Much of the tinkering has a single cause: that sweet, sweet Mac mini which caused me to reconsider the whole cable situation. Before the Mini arrived, the whole desk was cleanly focused on switching between my home and work computers, both of which were USB-C Mac laptops. Sure, it was a horrific jumble of cables and adapters, but all I needed to do when switching was unplug one cable from one computer, place the other one in the same spot, and connect the same cable again. (More on cables and the uses of the machines drifting.)
The other cause of change was more directly caused by using the Kyria: I was mainly using a mouse before, and a split keyboard at appropriate shoulder-width placement pushed it way too far to the side for comfort. I put the mouse inbetween keyboard halves for a while, but it was clear my elbows and wrists did not like that any better.
So, out came the old trackpad. Along with it came the old frustrations: installing drivers, a click working best on the lower half of the trackpad, and of course the inconvenient switching of standard Bluetooth between machines. The last part was actually my main frustration. Often, I could find a routine which let me switch with reasonable reliability, but sometimes it just failed, leaving me using some other input for one machine for the rest of the day. I found myself giving up on input switching, instead using the work laptop sitting in front of the screen, tapping on builtin keyboard, mousing around on builtin trackpad. Very convenient and quite reliable. But hey, I want to use my Kyria, right?
This, plus an eagerness to also use a trackpad with my Ipad, made me buy a somewhat discounted Magic trackpad. I imagined device switching would be much easier with Apple's own devices, but this might have been misguided. The excellent utility Airbuddy has support for "handing over" a mouse or trackpad between computers, which I have not yet played with, but going between computer and Ipad might still require the classic pairing waltz. In any case, the trackpad is nice and large and goes well with a split keyboard. (Otherwise I so far find myself liking the trackpad less than I expected, but that is probably a text of its own.)

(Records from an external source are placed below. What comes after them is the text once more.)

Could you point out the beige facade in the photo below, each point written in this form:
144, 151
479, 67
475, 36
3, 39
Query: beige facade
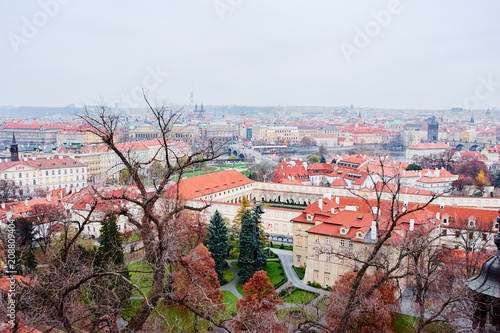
275, 134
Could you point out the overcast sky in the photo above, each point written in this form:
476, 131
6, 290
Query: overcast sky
419, 54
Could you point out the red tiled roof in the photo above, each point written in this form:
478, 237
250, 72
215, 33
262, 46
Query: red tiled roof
194, 187
434, 145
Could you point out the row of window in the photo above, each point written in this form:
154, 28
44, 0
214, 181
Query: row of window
20, 174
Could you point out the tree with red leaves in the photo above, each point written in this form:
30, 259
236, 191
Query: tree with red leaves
258, 308
196, 283
373, 313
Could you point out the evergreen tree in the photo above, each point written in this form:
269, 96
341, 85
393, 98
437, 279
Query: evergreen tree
110, 249
217, 243
496, 181
246, 260
236, 225
260, 255
252, 256
110, 253
29, 260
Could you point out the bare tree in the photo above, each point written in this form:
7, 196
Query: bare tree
8, 189
384, 254
160, 207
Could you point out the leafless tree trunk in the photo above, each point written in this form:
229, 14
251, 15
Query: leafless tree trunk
160, 206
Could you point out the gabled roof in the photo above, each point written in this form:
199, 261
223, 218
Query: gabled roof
190, 188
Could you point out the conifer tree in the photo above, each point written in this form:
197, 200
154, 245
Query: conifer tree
252, 256
217, 243
260, 256
30, 259
246, 260
236, 225
110, 250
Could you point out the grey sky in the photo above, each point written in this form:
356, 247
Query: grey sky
258, 52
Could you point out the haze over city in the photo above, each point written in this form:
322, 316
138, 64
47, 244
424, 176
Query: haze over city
424, 55
249, 166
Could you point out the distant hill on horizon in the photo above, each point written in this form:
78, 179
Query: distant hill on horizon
37, 111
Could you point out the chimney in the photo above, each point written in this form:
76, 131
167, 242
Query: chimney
374, 231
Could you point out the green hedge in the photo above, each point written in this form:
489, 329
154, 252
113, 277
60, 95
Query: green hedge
300, 271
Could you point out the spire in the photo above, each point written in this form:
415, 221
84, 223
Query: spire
14, 149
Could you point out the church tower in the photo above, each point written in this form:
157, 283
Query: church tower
14, 149
433, 130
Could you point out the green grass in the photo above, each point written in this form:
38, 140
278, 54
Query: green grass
404, 323
323, 303
301, 271
230, 301
273, 271
228, 275
239, 287
234, 254
132, 308
295, 315
299, 296
143, 280
285, 247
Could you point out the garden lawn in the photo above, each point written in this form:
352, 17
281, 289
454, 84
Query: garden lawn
132, 308
228, 275
295, 315
273, 271
230, 302
285, 247
402, 323
300, 271
299, 296
143, 280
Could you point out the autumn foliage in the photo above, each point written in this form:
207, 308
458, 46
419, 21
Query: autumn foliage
195, 281
258, 308
373, 313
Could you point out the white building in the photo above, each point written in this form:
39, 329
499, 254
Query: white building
45, 173
416, 152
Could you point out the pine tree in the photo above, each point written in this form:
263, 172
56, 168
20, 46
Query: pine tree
110, 253
260, 255
236, 225
30, 259
252, 256
110, 249
246, 260
217, 243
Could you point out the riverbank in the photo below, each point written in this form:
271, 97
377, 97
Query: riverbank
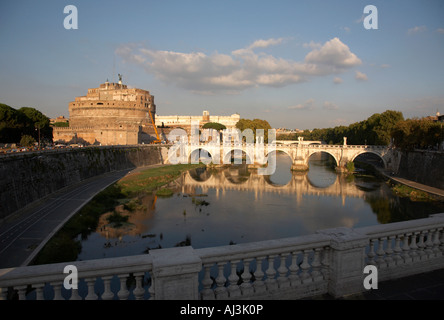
126, 192
405, 187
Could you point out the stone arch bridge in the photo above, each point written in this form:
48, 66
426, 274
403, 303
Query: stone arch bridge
299, 151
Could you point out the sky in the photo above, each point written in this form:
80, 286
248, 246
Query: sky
297, 64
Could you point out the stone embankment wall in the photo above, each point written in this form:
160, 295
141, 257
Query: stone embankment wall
28, 177
426, 167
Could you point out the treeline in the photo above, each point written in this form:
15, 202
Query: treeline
23, 125
418, 134
380, 129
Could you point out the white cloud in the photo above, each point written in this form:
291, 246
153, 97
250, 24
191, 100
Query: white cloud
265, 43
361, 76
334, 55
330, 105
241, 69
307, 105
337, 80
416, 30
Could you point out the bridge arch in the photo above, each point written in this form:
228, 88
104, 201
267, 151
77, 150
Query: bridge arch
227, 156
321, 151
196, 155
371, 152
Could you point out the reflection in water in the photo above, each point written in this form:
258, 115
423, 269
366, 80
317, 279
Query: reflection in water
216, 207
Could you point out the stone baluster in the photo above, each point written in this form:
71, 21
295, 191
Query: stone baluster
75, 295
123, 293
325, 262
90, 282
21, 290
397, 250
305, 266
389, 252
107, 294
270, 282
441, 247
406, 249
414, 248
246, 287
258, 284
57, 287
139, 291
316, 266
436, 243
233, 278
380, 253
371, 253
151, 290
3, 293
207, 293
221, 290
429, 244
294, 270
282, 279
39, 291
421, 246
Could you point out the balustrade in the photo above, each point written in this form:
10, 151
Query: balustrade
284, 268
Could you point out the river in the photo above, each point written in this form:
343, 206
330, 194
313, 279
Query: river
214, 207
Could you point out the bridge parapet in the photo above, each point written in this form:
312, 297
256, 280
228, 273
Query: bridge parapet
329, 261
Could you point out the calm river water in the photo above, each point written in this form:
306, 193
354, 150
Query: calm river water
235, 205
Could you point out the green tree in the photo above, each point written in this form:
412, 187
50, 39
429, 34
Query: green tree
214, 125
38, 122
12, 124
27, 141
254, 125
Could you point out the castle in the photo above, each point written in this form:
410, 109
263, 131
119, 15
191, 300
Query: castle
111, 114
114, 114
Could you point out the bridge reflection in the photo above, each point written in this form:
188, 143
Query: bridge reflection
243, 179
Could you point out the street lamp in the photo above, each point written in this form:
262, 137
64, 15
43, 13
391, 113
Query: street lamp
38, 128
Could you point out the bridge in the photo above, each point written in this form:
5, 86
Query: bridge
298, 185
259, 154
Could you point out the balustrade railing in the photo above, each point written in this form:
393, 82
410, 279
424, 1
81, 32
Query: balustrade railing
329, 261
104, 279
285, 267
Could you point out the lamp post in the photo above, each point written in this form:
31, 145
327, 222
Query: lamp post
38, 129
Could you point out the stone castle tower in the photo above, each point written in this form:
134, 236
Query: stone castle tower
111, 114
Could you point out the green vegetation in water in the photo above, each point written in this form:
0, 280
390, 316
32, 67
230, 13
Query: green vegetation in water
149, 180
164, 192
65, 246
199, 202
415, 195
117, 219
350, 166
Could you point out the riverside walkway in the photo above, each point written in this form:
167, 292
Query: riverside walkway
422, 286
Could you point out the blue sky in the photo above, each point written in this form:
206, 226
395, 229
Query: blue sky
297, 64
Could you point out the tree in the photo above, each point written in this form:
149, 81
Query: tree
255, 124
39, 126
24, 121
214, 125
12, 124
27, 141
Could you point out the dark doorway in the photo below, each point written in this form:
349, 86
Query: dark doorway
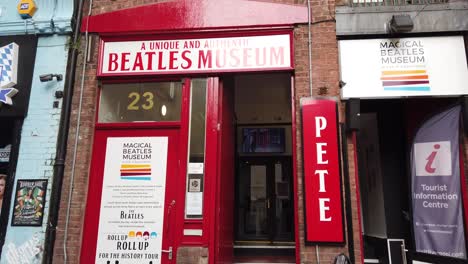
264, 200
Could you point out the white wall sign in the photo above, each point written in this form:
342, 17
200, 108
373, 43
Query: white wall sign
132, 201
8, 72
380, 68
195, 55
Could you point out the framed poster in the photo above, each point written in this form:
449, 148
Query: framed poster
29, 203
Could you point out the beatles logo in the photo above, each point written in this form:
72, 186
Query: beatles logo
8, 72
433, 159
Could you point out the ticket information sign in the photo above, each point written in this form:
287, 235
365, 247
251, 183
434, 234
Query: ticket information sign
195, 55
438, 226
132, 201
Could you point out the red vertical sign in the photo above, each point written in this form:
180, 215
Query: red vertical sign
322, 179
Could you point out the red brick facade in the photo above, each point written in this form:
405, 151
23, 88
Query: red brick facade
325, 75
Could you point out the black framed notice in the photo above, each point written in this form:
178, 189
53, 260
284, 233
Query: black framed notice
29, 203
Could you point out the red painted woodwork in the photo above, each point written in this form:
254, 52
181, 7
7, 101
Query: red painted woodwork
322, 177
225, 186
358, 196
90, 230
194, 14
295, 187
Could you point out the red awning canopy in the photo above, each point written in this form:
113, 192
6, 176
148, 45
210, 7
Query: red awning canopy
187, 15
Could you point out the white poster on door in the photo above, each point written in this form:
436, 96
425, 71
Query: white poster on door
132, 201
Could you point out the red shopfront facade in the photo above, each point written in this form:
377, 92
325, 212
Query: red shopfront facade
170, 142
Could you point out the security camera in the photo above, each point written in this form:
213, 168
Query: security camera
49, 77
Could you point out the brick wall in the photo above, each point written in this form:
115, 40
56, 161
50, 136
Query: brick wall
325, 82
38, 146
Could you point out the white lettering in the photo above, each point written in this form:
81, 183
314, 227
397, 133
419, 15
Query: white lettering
320, 152
321, 174
323, 209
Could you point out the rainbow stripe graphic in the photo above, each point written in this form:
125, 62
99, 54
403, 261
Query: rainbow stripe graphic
139, 172
405, 80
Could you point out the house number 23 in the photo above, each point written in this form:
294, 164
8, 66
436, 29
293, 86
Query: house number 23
144, 101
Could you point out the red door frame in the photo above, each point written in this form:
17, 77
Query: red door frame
208, 223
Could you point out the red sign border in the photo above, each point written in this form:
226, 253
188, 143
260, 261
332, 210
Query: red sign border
342, 242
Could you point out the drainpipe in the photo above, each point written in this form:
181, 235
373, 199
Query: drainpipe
59, 163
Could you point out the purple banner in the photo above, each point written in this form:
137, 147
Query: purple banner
436, 194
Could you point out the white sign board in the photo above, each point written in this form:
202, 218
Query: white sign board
195, 55
385, 68
132, 201
5, 153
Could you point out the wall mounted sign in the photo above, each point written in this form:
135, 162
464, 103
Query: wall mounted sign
132, 201
322, 177
29, 203
227, 54
8, 72
383, 68
436, 187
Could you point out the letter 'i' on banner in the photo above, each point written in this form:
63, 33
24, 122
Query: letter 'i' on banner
322, 174
436, 186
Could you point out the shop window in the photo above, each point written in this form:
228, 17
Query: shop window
195, 168
133, 102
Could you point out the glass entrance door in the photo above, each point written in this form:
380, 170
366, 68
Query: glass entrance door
264, 199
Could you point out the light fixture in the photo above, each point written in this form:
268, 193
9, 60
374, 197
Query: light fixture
400, 24
50, 76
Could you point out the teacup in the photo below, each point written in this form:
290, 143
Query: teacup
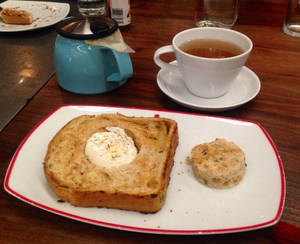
204, 76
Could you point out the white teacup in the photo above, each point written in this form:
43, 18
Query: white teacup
206, 77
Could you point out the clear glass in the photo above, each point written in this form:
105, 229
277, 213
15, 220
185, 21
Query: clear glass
216, 13
92, 7
291, 24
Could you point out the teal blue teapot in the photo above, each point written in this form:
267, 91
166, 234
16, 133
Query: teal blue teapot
89, 69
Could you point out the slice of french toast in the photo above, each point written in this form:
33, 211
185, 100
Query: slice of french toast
138, 185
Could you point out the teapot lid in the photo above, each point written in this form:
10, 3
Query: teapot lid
84, 28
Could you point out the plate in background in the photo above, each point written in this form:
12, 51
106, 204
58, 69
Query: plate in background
44, 14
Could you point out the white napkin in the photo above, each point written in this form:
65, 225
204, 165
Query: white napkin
114, 41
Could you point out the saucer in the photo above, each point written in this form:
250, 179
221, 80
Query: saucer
244, 89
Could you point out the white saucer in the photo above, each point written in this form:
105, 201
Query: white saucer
245, 88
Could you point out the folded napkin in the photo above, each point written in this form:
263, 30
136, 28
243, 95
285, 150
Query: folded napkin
114, 41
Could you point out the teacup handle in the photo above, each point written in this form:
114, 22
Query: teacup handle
124, 67
170, 67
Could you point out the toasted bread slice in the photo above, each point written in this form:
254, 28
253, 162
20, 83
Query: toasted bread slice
17, 17
140, 185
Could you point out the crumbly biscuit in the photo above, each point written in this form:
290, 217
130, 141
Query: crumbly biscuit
15, 16
140, 185
218, 164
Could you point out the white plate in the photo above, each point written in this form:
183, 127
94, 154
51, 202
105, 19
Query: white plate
190, 207
44, 14
244, 89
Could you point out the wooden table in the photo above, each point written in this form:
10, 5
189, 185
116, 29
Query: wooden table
275, 59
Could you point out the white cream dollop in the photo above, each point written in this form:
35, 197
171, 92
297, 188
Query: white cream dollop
111, 148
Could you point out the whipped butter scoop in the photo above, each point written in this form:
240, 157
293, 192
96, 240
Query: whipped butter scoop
111, 148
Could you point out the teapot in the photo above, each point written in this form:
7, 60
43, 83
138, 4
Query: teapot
89, 69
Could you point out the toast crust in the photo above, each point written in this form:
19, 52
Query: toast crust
139, 186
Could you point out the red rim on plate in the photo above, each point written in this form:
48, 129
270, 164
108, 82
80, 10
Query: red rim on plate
149, 230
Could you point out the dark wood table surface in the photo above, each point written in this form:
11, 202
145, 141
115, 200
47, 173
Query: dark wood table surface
275, 59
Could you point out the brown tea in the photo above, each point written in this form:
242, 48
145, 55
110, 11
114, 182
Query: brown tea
210, 48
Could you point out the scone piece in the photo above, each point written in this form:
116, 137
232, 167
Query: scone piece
218, 164
17, 17
140, 185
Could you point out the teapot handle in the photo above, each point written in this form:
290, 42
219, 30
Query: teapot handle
124, 67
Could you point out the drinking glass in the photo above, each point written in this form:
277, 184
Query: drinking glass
216, 13
291, 24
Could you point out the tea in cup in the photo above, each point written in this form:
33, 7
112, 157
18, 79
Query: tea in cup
208, 59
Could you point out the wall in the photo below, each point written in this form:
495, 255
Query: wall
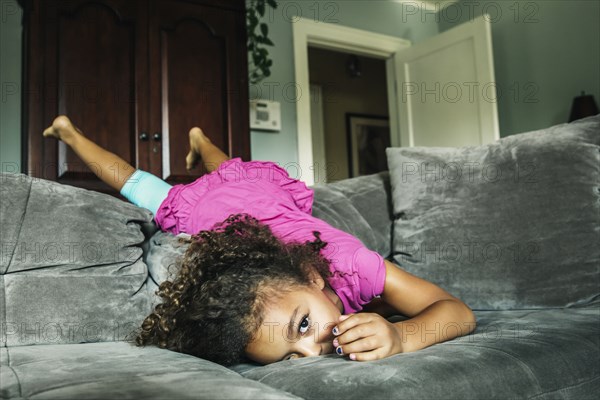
386, 17
545, 53
343, 94
382, 16
10, 81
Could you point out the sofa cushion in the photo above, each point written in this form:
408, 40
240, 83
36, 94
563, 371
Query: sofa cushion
71, 267
511, 224
360, 206
513, 354
120, 371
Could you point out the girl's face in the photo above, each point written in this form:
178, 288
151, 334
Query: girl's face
298, 325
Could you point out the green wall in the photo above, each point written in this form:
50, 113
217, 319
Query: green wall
10, 84
545, 53
386, 17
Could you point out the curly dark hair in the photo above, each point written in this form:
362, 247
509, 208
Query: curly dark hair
215, 303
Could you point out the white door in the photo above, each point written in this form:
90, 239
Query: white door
446, 91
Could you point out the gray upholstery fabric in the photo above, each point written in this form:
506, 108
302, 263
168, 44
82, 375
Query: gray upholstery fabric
545, 354
120, 371
538, 354
72, 268
512, 224
360, 206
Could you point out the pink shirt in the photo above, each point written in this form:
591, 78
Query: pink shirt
265, 191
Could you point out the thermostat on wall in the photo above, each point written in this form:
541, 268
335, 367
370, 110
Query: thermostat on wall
265, 115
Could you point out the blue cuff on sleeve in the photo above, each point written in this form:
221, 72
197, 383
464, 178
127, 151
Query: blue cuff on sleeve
145, 190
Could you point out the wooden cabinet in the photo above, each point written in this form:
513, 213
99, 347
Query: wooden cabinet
134, 76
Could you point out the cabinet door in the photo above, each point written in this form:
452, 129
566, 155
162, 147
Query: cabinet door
198, 77
86, 60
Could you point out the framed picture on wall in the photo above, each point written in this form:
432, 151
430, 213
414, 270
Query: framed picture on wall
368, 137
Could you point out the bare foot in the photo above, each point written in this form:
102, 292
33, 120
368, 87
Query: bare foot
61, 128
197, 138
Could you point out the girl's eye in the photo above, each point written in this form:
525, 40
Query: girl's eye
304, 324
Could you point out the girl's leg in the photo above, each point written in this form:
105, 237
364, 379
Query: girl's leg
109, 167
139, 187
202, 148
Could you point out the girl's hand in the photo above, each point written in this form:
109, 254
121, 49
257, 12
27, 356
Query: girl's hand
366, 336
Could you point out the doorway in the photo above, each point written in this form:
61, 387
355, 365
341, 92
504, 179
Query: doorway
349, 114
308, 34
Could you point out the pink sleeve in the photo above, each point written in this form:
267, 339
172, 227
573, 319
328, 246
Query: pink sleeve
371, 273
358, 274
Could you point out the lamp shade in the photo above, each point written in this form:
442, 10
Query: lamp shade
583, 106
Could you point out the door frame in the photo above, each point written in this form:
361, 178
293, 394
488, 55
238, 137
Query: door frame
307, 32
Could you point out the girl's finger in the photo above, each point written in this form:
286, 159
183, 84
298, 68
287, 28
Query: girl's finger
362, 345
367, 355
349, 321
359, 329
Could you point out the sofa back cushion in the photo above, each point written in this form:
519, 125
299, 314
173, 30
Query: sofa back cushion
71, 267
512, 224
360, 206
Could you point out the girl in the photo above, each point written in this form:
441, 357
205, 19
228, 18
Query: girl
276, 284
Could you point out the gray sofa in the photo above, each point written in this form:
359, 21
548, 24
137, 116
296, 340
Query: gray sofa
512, 228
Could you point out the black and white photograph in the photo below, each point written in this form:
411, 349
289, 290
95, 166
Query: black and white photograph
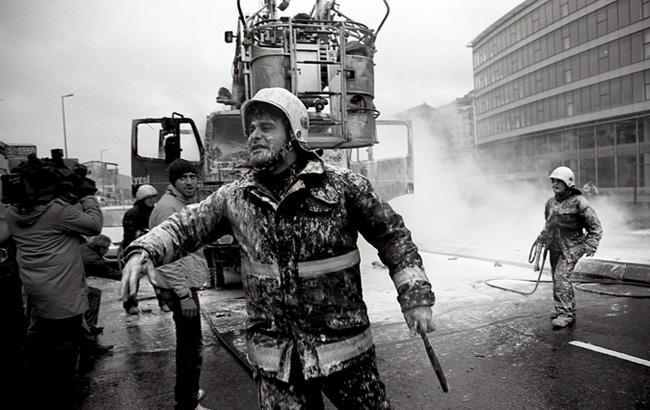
325, 204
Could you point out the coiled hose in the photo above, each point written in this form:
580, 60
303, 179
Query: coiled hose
536, 256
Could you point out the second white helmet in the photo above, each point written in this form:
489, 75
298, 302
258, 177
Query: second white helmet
564, 174
145, 191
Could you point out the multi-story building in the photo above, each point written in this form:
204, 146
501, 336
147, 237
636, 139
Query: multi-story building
567, 82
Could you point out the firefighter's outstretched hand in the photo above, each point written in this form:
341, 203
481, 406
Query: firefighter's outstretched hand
189, 308
135, 267
419, 318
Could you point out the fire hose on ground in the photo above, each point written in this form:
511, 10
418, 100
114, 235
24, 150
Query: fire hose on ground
538, 255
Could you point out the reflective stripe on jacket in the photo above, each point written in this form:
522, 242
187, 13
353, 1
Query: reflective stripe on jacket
300, 263
572, 226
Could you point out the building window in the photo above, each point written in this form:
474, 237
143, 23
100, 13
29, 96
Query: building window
535, 16
605, 135
569, 109
601, 22
516, 91
537, 51
566, 39
606, 172
603, 59
568, 77
564, 8
626, 132
626, 171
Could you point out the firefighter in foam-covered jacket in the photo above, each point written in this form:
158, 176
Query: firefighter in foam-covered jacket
572, 230
297, 221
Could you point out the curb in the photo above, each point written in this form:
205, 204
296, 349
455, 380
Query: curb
588, 268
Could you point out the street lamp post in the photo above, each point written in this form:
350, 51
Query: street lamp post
65, 137
101, 164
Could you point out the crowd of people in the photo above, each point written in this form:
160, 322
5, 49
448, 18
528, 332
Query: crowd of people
296, 219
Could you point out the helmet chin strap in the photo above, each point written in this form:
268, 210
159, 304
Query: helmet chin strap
277, 160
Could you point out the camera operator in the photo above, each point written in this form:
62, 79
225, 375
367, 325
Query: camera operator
51, 207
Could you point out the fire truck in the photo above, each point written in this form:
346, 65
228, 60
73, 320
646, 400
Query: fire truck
324, 58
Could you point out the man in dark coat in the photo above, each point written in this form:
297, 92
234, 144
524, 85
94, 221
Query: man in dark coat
135, 224
47, 236
297, 221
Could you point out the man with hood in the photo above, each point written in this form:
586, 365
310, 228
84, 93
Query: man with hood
47, 231
297, 221
178, 283
572, 230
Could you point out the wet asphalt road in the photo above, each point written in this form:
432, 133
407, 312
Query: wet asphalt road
496, 347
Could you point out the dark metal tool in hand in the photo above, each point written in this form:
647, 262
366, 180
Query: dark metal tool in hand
434, 361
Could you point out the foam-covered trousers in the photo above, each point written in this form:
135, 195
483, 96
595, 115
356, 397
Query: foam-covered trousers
189, 351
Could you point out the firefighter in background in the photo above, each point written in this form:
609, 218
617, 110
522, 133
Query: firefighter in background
297, 220
178, 283
572, 230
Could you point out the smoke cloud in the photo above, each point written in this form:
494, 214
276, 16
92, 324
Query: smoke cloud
457, 202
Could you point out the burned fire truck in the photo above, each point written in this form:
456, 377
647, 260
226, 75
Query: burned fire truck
324, 58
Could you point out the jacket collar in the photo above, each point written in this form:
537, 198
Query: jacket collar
314, 166
172, 191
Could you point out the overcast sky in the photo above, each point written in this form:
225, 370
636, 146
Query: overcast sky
148, 58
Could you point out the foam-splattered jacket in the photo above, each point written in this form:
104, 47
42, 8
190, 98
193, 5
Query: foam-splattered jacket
572, 226
300, 263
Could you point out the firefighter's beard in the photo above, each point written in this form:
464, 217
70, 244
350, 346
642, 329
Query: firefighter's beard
265, 161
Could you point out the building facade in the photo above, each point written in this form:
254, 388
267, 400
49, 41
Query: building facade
567, 82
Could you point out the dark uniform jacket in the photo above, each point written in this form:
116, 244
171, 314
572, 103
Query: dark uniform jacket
300, 263
572, 226
135, 222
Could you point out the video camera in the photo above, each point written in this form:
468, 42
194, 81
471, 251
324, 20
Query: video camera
40, 180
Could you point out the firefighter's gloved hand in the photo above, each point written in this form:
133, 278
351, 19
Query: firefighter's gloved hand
189, 307
138, 264
419, 318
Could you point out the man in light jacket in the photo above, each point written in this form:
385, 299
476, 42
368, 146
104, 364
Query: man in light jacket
178, 283
47, 233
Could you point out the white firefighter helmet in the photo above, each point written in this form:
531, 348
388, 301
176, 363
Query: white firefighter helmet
145, 191
564, 174
289, 104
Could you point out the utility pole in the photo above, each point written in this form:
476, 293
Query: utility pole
103, 176
65, 137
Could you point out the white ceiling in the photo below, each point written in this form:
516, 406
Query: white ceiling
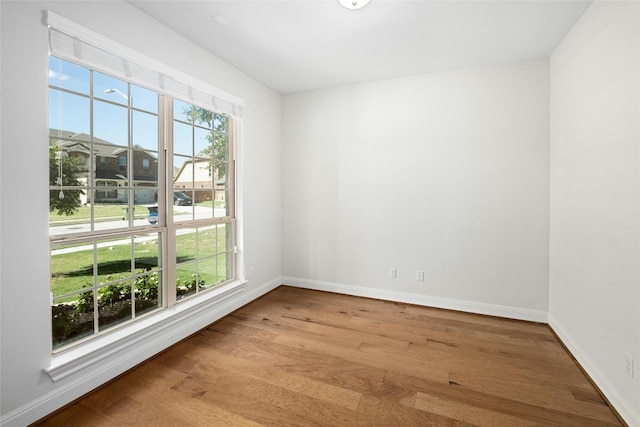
298, 45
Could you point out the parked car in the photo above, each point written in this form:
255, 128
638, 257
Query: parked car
179, 199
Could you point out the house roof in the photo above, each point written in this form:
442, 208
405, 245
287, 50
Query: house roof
79, 142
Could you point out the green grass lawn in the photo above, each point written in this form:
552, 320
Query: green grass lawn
71, 272
215, 203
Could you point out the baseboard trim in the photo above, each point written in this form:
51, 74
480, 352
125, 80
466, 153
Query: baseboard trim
624, 409
424, 300
79, 381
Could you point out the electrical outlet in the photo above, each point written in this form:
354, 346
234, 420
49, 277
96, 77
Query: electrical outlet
628, 367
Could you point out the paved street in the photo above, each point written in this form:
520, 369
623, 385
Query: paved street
180, 213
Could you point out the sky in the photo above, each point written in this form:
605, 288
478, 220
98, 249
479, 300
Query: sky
72, 112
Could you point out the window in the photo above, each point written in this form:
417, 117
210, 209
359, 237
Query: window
120, 252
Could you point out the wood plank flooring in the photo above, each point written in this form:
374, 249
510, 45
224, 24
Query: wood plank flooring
298, 357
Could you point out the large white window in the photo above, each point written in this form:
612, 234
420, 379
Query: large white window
135, 226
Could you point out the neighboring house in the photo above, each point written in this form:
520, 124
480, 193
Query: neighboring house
202, 176
110, 163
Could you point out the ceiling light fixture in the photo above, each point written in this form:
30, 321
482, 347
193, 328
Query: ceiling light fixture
354, 4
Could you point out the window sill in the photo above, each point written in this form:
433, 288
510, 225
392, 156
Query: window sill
146, 335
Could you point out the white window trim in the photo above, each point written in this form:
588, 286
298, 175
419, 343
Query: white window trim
122, 61
163, 326
171, 324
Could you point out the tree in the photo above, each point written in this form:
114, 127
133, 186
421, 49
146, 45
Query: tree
218, 139
67, 168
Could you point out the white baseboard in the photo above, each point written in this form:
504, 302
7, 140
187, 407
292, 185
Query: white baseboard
428, 301
625, 409
79, 376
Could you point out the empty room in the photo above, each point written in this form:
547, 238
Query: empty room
320, 212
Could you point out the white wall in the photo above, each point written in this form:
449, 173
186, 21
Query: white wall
28, 393
595, 197
446, 173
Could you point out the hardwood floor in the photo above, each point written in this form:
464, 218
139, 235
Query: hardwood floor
297, 357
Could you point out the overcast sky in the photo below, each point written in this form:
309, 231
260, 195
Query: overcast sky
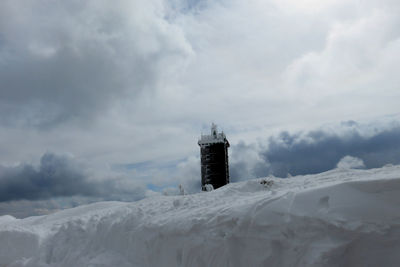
105, 100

What I want out of my desktop setup is to be able to switch between Mac min and work Macbook with a minimum of reconnections, yet preferably while using the same input devices for both.
I fear this will, somehow, end up with me purchasing more adapters, docks, or dongles.
I could make connections easy by turning the Mini to expose the back. But come on, expose cables like that? One has to have limits.
Oh, and I would love the desk to be as clean as possible, too.
How do I feel about the Kyria this far along?
To start: I think the split has done me quite a bit of good. I feel like my neck, arms and wrists have much fewer days of aches or other complaints. Straight win there.
I also feel encouraged to try and keep my hands on the keyboard even more, and to try and improve my finger placement. I still do not feel fast or natural typing on this keyboard. I know where everything I need is, but many things feel much more like requiring active thought than being in muscle memory. My feeling is that I would still be faster on my Let's split if I brought it home now.
But, I have to note that this keyboard has changed both physical and programmed keyboard layout much more than any previous board. The thumb clusters makes everything different, and trying to find ways to capitalize on that has meant further changes to the layout. I am hopeful that I can find even more improvements going forward, because I am not making full use of all the buttons yet.
Somewhat to my horror, I have also started wondering if perhaps I would prefer slightly lighter switches … The scary part is of course that this would require me to disassemble, de-solder all the current switches, then put new ones in place. That is major enough to not appeal to me at all. Yet.